The population mean$\mu =100.$

The population standard deviation, $\sigma =28.$

The sample size is $49.$

By the application of the central limit theorem, we know, for a large sample, the sample mean follows  Normal distribution having mean, ${\mu }_{\overline{x}}=\mu and s\tan dard deviation, {\sigma }_{\overline{x}}=\frac{\sigma }{\sqrt{n}}, n=sample size.$

Therefore, for the given sample of size $49,$

$$\begin{gathered} {\mu }_{\overline{x}}=\mu =100 \\ {\sigma }_{\overline{x}}=\frac{28}{\sqrt{49}} \\ =\frac{28}{7} \\ =4. \end{gathered}$$

Therefore, sample mean, $\overline{X}~N\left({\mu }_{\overline{x}},{\sigma }_{\overline{x}}\right)\equiv N(100,4^2).$

We did not make any assumptions. Since the sample size is greater than $30,$ easily consider the sample as a large sample and hence by using the central limit theorem, the distribution of the sample mean is Normal.

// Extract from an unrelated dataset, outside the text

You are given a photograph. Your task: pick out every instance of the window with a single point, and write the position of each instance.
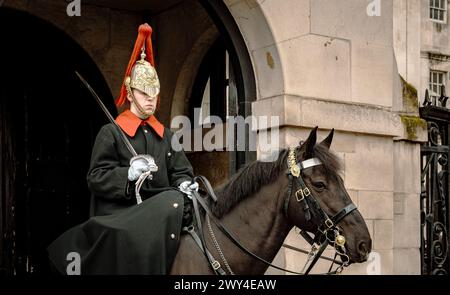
(438, 10)
(437, 80)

No, for a sample of size $16$, we cannot find the distribution of the sample mean.

The sample size $16(<30)$ is so small to consider it a larger sample and since the population distribution is not normal, we cannot consider the distribution of sample mean is Normal distribution unless the sample is a large sample.